Ibunya bahkan telah berulang kali menasihatinya untuk memaafkan sang ayah
dengan segala kesalahnnya di masa silam.
“Tengoklah
Ayahmu, Nak,” pinta ibunya, malam tadi, selepas bersantap di ruang makan.
Ardan
pun membuang wajah, seolah tak mau peduli.
“Berhentilah
membenci Ayahmu,” nasihat sang ibu untuk ke sekian kalinya.
Ardan
cuek saja, seperti tak mau mendengar.
“Kadang-kadang,
perceraian memang menjadi jalan terbaik bagi sepasang suami-istri, termasuk
bagi aku dan Ayahmu,” tutur sang ibu lagi, seperti mengharapkan pemakluman atas
apa yang telah terjadi.
“Tetapi perceraian itu tidak akan terjadi jika bukan karena perangai buruk Ayah, Bu!” sergah Ardan dengan raut wajah muram.
“Nak,
perceraian itu adalah akibat masalah demi masalah di dalam rumah tangga, begitu
pun perceraian di antara kami. Mungkin sebab perceraian itu hanya berpuncak
pada sikap kasar Ayahmu, tetapi sebenarnya, sebagai seorang istri, aku pun
turut melakukan kesalahan-kesalahan dalam hubungan kami di waktu-waktu
sebelumnya,” tanggap sang ibu dengan sikap yang tenang dan mencoba menenangkan.
Perlahan-lahan,
Ardan pun tampak berdiskusi dengan dirinya sendiri.
“Dahulu,
di awal-awal pernikahan, Ayahmu itu adalah orang yang sangat lembut dan
perhatian. Ia memenuhi segala apa yang aku inginkan sebagai seorang istri. Tetapi
kebangkrutan usaha pertokoan akhirnya membuat ia menjadi seorang yang
temperamental. Dan kurasa, kebangkrutan itu terjadi karena ketidakpandaianku
juga dalam mengelola keuangan,” ungkap sang ibu, seperti bermaksud memberikan
bahan pemikiran lebih lanjut.
Diam-diam,
Ardan pun mulai menggugat kekerasan hatinya sendiri.
“Nak,
kukira, kau sungguh tidak adil jika kau membenci Ayahmu dan kau tidak
membenciku pula. Jika kau bisa memaafkan dan menerimaku atas perceraian itu, seharusnya,
kau pun bisa bersikap demikian terhadap Ayahmu,” kata sang ibu lagi, seolah
menyimpulkan maksud nasihatnya.
Ardan
diam saja dalam renungan, dan sang ibu pun beranjak.
Akhirnya,
sepanjang malam tadi, Ardan terus memikir-mikirkan sikapnya kepada sang ayah.

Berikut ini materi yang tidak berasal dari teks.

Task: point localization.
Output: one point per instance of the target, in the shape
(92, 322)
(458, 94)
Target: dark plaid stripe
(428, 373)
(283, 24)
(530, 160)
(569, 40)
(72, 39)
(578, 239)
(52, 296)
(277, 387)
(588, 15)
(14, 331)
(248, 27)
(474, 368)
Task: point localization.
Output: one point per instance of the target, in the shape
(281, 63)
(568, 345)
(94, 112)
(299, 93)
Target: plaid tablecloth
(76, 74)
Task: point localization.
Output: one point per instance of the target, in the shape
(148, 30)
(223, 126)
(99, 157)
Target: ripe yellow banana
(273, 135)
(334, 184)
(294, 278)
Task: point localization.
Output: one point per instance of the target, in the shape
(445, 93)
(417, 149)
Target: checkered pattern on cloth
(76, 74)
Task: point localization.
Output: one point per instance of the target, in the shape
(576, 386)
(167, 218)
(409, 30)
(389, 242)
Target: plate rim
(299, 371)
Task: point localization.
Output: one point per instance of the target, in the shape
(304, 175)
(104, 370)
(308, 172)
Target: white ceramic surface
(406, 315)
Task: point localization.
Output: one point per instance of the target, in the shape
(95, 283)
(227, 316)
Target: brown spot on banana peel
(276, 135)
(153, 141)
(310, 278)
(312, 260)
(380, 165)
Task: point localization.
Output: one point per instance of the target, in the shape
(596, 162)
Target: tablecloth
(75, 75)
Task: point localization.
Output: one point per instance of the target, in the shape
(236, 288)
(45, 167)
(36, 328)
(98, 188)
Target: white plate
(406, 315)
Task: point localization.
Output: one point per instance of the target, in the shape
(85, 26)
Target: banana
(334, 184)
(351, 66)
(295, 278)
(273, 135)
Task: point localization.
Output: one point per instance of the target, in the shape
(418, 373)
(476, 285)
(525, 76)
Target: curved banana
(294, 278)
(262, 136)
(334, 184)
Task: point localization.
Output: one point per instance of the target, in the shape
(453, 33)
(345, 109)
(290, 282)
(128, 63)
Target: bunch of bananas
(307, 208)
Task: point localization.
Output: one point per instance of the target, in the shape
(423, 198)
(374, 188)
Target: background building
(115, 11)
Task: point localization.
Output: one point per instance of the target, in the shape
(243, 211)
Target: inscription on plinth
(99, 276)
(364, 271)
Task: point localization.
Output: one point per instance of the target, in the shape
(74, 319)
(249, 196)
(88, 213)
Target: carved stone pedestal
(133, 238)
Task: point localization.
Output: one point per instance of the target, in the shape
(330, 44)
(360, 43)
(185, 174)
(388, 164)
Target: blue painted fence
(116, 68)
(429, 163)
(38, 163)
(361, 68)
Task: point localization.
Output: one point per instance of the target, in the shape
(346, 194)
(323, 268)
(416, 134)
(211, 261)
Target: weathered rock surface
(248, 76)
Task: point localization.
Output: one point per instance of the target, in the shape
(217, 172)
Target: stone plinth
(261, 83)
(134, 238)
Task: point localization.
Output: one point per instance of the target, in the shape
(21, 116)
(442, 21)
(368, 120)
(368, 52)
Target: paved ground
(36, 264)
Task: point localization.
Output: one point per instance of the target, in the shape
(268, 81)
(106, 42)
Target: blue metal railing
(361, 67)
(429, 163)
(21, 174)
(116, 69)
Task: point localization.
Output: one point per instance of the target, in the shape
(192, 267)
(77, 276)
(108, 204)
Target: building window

Semakin dalam dan semakin menyesakkan. Hingga pada pagi tadi, ia pun memutuskan
untuk mencoba berdamai dengan kebenciannya sendiri. Dan ketika sore menjelang, ia
pun membawa dirinya untuk menengok sang ayah, bersama istrinya yang tengah
mengandung.
Waktu
demi waktu bergulir. Akhirnya, pada malam yang hening, ketika Ardan duduk
menyendiri di teras depan rumah sembari mengenang-ngenang masa kecilnya yang
penuh rasa, ayahnya pun datang menghampiri dengan langkah yang pelan dan napas
yang terengah-engah. Sang ayah lalu duduk di sampingnya, sembari turut
memandang keremangan malam di depannya.
“Untuk
semua yang telah berlalu, maafkan aku, Nak,” kata sang ayah, setelah
menit-menit berlalu dalam kediaman.
Ardan
menghela-hembuskan napas yang panjang, seakan-akan ia memendam balasan yang
seharusnya, namun berat untuk ia ucapkan. Lama-lama, ia tak juga berucap. Hingga
akhirnya, air mata tergelincir di pipinya, dan ia hanya kuasa mengangguk-angguk
kecil.
“Aku
sungguh bersalah padamu, Nak, dan juga pada Ibumu,” tutur sang ayah lagi, yang seketika
turut meneteskan air mata. “Aku telah gagal sebagai seorang ayah dan seorang
suami.
Keharuan
Ardan pun semakin tergugah, dan ia terus saja berkhidmat dalam tangisannya.
Sang
ayah pun menyeka air mata dan berusaha menenangkan diri. “Tetapi aku berharap,
pada kegagalanku itu, kau mengambil pelajaran yang semestinya untuk menjadi seorang
yang baik untuk istri dan anakmu kelak.”
Ardan
mengangguk-angguk saja, sembari terus meluruhkan emosinya lewat bulir-bulir air
mata.
Dengan
senyuman tegar di wajahnya yang lembap, sang ayah lantas menuturkan
pesan-pesan, “Agar kau tak berakhir sepertiku, jadilah kepala keluarga yang
bijak,” katanya, sambil menepak-nepak punggung sang anak. “Di tengah usahamu
yang berkembang baik, janganlah berlebih-lebihan untuk kesenangan hidup keluarga
kecilmu di hari ini saja, tetapi ingatlah hari esok yang masih akan berlangsung
lama.”
Tanpa
berkata-kata, Ardan pun mengangguk tegas dengan emosi yang mulai terkendali,
seolah paham atas pesan-pesan sang ayah.
Hening
untuk beberapa saat kemudian.
Sang
ayah lantas beranjak ke dalam rumah.
Ardan
masih tinggal dengan renungan yang mendalam.